The external managers of Residential Properties Trust are compensated through a set of fees charged to investors on a variety of fund transactions. Because most of the fees are not performance-based, the managers will make money on the Trust’s investments no matter how well – or poorly – they perform. Several fees are structured in a way that could incentivize external managers to act counter to the interests of investors. For example, business management fees and mortgage financing fees reward managers, respectively, for holding onto highly valued (or even overvalued) assets for long periods of time and loading up on mortgage debt.

Another fee, called an acquisition fee, is tied only to the amount of money the Trust pays for real estate. Under this structure, managers do not benefit by trying to negotiate lower prices for acquisitions.

Acquisition fees have been controversial at a sister Inland product, Inland Real Estate Income Trust (Income Trust). Income Trust recently came under fire for its plans to purchase properties that were owned by a different Inland vehicle just months prior. The Wall Street Journal dubbed the transaction a “boomerang buy”. As the Journal reported, “Inland Real Estate Income Trust Inc. said it will pay $318 million for 15 shopping centers owned until earlier this year by one of its sister REITs.” Income Trust planned to charge shareholders a $5 million acquisition fee. The proposed acquisition fee was on top of the portfolio’s $318 million price tag and closing costs. Income Trust admitted that it did not obtain independent appraisals of the properties in the portfolio. On November 5, 2014, Income Trust announced that it agreed to permanently waive the acquisition fee.

Competition for Deals

Residential Properties Trust’s executive officers all staff or direct one or more other Inland investment vehicles that could compete with the new Trust for deals. They could also face a conflict of interest should one Inland vehicle attempt offload assets to another, like the “boomerang buy” that Income Trust engaged in, as mentioned above.

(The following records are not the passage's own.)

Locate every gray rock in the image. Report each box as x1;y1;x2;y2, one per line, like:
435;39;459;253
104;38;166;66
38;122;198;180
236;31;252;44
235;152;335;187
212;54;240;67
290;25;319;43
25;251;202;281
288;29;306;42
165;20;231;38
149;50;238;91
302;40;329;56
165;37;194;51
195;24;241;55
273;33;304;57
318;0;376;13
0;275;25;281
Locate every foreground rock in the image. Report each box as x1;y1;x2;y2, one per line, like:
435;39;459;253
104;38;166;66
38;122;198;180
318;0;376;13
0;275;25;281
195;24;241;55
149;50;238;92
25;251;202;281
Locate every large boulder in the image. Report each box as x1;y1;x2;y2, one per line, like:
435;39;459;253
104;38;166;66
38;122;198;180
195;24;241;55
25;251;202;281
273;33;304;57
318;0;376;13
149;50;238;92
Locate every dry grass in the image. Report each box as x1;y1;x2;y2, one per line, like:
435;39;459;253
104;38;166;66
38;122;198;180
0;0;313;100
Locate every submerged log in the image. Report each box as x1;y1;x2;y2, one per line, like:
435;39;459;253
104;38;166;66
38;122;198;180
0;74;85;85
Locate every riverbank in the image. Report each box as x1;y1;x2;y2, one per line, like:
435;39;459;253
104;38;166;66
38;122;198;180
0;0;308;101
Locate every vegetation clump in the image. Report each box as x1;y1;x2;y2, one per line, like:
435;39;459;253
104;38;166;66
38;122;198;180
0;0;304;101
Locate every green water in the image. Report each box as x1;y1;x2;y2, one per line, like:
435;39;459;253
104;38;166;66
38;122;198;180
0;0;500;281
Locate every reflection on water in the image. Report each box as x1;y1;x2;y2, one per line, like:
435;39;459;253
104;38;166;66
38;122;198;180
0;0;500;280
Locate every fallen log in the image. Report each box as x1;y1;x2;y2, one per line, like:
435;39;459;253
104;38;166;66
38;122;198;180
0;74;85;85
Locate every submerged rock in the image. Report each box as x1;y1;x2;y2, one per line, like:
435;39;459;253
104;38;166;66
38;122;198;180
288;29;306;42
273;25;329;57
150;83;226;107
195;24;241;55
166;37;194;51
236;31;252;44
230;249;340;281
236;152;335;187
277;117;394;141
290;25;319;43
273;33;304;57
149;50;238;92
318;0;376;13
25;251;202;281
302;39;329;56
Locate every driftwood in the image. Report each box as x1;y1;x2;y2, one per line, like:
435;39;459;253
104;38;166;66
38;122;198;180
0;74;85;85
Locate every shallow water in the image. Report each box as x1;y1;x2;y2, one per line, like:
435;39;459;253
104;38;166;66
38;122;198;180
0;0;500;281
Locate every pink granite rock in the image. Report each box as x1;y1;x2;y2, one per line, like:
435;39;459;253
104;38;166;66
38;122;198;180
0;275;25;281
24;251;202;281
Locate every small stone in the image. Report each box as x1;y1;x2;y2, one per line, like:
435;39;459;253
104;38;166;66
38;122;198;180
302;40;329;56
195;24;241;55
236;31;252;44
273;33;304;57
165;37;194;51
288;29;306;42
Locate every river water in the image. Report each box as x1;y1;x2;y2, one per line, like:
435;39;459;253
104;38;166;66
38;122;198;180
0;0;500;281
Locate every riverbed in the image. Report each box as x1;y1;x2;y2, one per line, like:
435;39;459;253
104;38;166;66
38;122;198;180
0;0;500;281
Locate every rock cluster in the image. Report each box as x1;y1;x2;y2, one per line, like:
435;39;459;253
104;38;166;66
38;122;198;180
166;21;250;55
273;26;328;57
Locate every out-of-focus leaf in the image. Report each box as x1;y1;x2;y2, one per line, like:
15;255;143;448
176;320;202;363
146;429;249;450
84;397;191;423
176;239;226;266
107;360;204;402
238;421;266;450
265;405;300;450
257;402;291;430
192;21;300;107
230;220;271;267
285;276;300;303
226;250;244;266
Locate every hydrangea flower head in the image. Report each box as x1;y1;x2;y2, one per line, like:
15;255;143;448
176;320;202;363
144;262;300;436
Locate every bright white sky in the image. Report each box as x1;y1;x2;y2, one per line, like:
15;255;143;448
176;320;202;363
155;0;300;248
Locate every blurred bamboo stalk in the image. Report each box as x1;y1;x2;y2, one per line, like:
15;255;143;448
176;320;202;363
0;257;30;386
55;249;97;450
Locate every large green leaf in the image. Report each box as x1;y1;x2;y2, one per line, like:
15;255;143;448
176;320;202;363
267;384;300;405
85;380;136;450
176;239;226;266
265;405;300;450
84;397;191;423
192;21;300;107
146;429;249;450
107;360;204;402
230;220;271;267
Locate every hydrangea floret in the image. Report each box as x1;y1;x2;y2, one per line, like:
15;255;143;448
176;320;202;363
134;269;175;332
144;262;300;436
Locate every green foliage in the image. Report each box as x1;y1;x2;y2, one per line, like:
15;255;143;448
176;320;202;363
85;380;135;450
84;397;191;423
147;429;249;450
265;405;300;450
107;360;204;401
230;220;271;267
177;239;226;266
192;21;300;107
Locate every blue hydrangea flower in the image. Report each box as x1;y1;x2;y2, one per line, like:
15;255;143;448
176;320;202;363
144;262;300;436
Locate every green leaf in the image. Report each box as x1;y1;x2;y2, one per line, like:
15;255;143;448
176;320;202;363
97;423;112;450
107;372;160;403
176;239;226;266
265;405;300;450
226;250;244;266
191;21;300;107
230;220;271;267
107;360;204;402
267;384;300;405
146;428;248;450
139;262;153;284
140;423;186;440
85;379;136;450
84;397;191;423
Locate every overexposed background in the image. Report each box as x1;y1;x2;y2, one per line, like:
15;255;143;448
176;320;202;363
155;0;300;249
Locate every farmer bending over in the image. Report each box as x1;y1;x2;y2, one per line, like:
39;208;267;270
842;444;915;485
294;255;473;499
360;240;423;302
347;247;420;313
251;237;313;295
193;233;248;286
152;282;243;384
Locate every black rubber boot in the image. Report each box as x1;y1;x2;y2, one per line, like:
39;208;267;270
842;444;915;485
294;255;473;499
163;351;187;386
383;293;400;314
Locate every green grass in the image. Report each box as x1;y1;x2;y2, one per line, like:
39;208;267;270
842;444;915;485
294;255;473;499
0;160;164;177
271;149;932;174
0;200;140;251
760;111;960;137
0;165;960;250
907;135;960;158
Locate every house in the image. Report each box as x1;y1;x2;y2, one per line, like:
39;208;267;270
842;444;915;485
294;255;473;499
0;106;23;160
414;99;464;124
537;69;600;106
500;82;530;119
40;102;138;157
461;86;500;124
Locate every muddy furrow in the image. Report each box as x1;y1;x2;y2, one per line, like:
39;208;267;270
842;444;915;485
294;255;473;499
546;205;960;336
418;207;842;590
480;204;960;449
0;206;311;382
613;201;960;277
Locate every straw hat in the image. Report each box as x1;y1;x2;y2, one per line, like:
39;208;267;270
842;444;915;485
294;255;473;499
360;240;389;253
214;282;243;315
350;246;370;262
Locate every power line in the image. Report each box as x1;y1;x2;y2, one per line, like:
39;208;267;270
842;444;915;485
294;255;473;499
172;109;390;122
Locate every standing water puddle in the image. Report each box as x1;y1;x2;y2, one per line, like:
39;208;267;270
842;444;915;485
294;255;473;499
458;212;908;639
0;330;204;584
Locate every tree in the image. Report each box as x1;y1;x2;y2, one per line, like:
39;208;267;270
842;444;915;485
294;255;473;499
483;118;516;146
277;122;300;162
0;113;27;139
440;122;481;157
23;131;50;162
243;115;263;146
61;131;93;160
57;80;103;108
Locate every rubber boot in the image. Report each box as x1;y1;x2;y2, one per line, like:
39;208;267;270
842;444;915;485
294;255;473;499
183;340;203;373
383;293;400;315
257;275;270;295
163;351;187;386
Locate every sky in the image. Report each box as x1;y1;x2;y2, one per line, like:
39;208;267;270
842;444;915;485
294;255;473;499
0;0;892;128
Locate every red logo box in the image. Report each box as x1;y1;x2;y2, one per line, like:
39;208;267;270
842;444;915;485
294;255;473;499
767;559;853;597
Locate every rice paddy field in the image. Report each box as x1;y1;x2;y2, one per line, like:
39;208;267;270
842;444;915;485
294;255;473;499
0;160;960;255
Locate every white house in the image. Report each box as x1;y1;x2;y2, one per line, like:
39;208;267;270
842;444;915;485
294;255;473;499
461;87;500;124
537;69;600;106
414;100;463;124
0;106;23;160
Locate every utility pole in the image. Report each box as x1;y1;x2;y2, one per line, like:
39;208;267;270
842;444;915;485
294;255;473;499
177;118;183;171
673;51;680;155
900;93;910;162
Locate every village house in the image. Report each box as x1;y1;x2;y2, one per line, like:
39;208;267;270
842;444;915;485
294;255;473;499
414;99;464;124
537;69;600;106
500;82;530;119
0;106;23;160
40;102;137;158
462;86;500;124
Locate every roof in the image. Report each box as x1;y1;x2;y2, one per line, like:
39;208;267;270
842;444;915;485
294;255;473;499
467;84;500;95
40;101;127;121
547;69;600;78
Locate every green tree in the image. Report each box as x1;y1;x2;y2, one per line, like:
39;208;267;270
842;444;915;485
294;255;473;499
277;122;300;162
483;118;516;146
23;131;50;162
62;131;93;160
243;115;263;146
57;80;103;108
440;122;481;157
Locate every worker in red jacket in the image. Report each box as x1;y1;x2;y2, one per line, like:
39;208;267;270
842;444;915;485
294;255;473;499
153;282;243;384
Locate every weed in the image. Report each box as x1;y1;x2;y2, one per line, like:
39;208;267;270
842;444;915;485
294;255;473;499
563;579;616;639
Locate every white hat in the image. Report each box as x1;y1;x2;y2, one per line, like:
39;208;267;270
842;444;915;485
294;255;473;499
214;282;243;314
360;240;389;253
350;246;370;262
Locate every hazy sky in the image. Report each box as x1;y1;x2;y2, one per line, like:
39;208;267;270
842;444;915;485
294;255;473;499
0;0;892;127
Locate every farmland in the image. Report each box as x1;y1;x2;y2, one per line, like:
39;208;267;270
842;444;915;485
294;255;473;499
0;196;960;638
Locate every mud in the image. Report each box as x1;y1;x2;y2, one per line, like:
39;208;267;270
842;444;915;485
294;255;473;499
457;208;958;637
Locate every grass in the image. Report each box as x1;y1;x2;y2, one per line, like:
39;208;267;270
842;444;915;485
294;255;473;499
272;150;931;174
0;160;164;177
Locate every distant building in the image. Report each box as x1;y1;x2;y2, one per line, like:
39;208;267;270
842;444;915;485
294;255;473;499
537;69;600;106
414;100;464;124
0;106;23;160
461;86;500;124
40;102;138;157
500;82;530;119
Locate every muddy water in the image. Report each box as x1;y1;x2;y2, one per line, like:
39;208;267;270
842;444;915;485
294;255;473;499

Mitchell Sabshon, for instance, is the CEO, President and a Director of Residential Properties Trust. He is also CEO and Director of Income Trust and a director of Inland Private Capital Corp. Both of these vehicles invest in multifamily products.

Apartment REIT Sector

Residential Properties Trust is targeting multifamily properties. In February 2015, a mutual fund manager was quoted in the Wall Street Journal as saying, “You’ve got more supply coming into the market than people were hoping, and we’ve had earnings reports that on the whole I’m not thrilled with.” The article noted slower growth and talk of oversupply in the apartment sector.